Metrics And Tracking

PhyloGNN provides built-in metrics and optional Weights & Biases tracking for training runs.

Metrics

Trainer metrics use TorchMetrics stateful objects. Pass built-in string keys such as mse, mae, rmse, r2, and mape, or pass an instantiated torchmetrics.Metric object. TOML configuration selects the same built-in keys in the [metrics] section.

trainer = Trainer(model=model, config=config, metrics={"rmse": "rmse"})

Multi-output R2 requires a TorchMetrics R2Score instance configured for the model output shape, or an explicit internal configuration path that sets a positive output count. Direct custom metrics must inherit from torchmetrics.Metric.

Local-first behavior

Training remains local when tracking is disabled. Enable tracking only when a run should send sanitized configuration, metrics, and status to an external wandb run.

Tracking configuration

TrackingConfig(enabled=False) keeps training local and does not import wandb. When tracking is enabled, the backend must be wandb, project is required, and the wandb extra must be installed.

Tracking choices

Need

Setting

Result

Local development

TrackingConfig(enabled=False)

No external import or network logging.

Logged experiment

TrackingConfig(enabled=True, project="...")

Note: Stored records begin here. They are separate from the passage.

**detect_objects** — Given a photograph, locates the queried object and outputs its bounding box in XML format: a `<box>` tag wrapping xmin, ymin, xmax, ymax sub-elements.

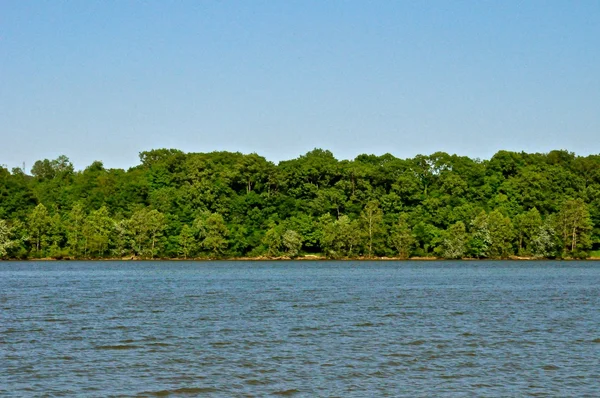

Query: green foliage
<box><xmin>0</xmin><ymin>149</ymin><xmax>600</xmax><ymax>258</ymax></box>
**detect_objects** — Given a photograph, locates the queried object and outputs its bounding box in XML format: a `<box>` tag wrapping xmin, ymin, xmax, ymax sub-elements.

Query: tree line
<box><xmin>0</xmin><ymin>149</ymin><xmax>600</xmax><ymax>259</ymax></box>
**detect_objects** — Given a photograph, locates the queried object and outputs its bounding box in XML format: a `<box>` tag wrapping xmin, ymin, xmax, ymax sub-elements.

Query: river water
<box><xmin>0</xmin><ymin>261</ymin><xmax>600</xmax><ymax>397</ymax></box>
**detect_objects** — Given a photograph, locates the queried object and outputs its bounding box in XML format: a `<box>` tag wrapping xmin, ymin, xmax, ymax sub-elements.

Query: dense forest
<box><xmin>0</xmin><ymin>149</ymin><xmax>600</xmax><ymax>259</ymax></box>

Logs sanitized config, metrics, and status to W&B.

TOML-driven tracking

[tracking] enabled = true

Requires project and the wandb extra.

External run metadata

The trainer logs sanitized configuration metadata, epoch metrics, final metrics, and terminal status. Metadata keys that look like secrets are rejected. Path-like metadata values are reduced to their final file or directory names before logging.

Common failures

TrackingError is raised for invalid tracking settings, missing wandb, unsafe metadata, invalid metric payloads, and backend logging failures. Disable tracking to keep the workflow local while debugging model or data issues.